On your quest to put in network and systems management capabilities, you have to figure in several explicit and implicit factors related to your end goals. What I mean is that while it's easy to go to your Framework Vendor of choice, break out the Bill of Materials spreadsheet, and sit down with the Sales person and go through the elements you would need for your environment, it may be filled with hidden challenges. And some challenges may be harder to overcome than others once you have signed the check.

Don't forget, these products don't magically install and run themselves. They take care and feeding. Some more than others. And the more complex it is, the more complex it is to figure out when something goes awry.

Sounds so easy! After all, all of these products are commodities. And buying from a single vendor gives you a single point of support... and blame. In effect, a single "throat to choke". NOTHING could be further from the truth!

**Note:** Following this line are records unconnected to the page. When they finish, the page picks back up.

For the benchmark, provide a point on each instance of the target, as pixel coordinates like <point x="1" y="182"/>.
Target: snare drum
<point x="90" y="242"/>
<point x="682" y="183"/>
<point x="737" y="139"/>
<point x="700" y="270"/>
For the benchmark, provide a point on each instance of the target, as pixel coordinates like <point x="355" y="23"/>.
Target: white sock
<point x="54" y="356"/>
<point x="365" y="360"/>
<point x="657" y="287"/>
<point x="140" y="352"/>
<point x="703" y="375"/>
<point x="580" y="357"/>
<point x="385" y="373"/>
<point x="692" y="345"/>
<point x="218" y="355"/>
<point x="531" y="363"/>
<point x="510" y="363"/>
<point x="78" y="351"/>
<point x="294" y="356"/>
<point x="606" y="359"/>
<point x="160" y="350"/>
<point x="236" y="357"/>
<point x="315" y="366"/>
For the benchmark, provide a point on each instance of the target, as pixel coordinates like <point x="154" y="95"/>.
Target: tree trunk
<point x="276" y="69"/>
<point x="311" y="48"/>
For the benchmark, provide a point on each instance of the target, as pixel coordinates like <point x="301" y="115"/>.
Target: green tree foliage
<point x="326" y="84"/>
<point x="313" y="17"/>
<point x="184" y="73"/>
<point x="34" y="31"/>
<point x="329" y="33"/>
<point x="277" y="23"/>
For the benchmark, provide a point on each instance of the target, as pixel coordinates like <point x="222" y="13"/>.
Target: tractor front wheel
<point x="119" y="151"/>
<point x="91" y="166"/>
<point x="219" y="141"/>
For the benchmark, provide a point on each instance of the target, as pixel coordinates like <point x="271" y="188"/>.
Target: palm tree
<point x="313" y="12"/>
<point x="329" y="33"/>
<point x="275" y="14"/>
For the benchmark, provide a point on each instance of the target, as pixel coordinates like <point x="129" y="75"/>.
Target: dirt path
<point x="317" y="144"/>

Most of the big vendor's product frameworks are aggregations and conglomerations of products that have been acquired, some overlapping, into what looks like a somewhat unified solution. In many cases, it is only after you buy the product framework that you discover stuff like there are different portals with different products and these portals don't effectively integrate together. Or you may find the north bound interface of one product is a kludge to somewhat loosely fit the two products together. Or two products use competing Java versions.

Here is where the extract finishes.